Retrospective longitudinal study including 77 cases of viral B cirrhosis among 192 consecutive patients with cirrhosis, hospitalized between 1997 and 2005 for the first hepatic decompensation. All those patients were followed- up until death or until December 2006. The probability of survival after the first hepatic decompensation was calculated using the Kaplan Meier method. The predictive factors of death were determined through univariate and multivariate analyses with the Cox regression model.
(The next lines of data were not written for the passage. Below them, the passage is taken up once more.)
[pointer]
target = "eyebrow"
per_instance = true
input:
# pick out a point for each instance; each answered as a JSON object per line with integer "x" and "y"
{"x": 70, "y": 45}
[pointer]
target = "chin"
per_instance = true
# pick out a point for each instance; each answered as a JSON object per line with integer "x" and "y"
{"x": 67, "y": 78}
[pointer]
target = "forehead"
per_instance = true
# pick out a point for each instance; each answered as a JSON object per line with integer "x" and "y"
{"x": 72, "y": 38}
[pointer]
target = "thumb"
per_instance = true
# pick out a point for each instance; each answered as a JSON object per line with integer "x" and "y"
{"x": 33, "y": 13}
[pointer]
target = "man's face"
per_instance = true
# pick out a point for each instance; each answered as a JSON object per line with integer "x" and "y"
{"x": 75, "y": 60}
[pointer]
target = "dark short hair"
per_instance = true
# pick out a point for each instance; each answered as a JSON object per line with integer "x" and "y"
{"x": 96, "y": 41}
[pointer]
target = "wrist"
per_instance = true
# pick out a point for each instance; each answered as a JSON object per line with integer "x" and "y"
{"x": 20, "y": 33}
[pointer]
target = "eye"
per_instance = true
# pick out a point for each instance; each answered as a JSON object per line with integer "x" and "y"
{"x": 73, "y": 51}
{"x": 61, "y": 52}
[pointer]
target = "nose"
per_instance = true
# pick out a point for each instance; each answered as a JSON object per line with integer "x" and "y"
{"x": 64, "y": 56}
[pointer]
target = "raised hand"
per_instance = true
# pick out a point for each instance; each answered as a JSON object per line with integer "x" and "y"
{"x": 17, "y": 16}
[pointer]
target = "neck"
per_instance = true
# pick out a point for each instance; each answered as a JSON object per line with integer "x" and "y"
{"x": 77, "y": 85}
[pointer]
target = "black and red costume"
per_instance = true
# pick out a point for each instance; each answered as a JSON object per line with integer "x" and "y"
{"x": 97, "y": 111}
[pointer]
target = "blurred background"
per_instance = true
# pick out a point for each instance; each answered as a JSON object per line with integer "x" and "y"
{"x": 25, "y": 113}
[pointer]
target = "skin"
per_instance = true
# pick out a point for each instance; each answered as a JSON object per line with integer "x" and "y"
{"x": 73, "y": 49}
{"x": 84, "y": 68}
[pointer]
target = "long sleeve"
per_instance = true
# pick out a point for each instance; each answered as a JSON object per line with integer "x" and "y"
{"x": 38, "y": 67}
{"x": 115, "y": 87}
Fifty four men and 23 women with an average age of 54±14.9 years were hospitalized for the first decompensation of the viral B cirrhosis. The 77 patients had been under observation for an average period of 24.2 ±21.1 months. During that time 64% among them died. The probability of survival after decompensation was 47% in 2 years and 22 % in 5 years. During follow- up, ascites was the most frequent decompensation (85%) followed by hepatic encephalopathy (38 %), variceal hemorrhage (34 %), jaundice (30%), hepato renal syndrome (27%), hepatocellular carcinoma (21%), and spontaneous bacterial peritonitis (14%). At univariate analysis four factors were predictive of death: Child Pugh C score (p=0.009), hepatocellular carcinoma (p=0.01), rate of serum gammaglobulin superior to18g / l (p=0.008) and prothrombin time inferior to 50 % (p=0.02). According to the multivariate analysis only the rate of serum gammaglobulin superior to 18g /l was an independent predictive factor of mortality (p=0,001) with IC (95 %) [1.623 - 5.88].
In Tunisia, the prognosis of viral B cirrhosis after the first decompensation is bad, because a patient on 5 only was able to survive beyond 5 years. Ascites is the most frequent decompensation. Only the rate of serum gammaglobulin superior to 18g / l is an independent predictive factor of mortality.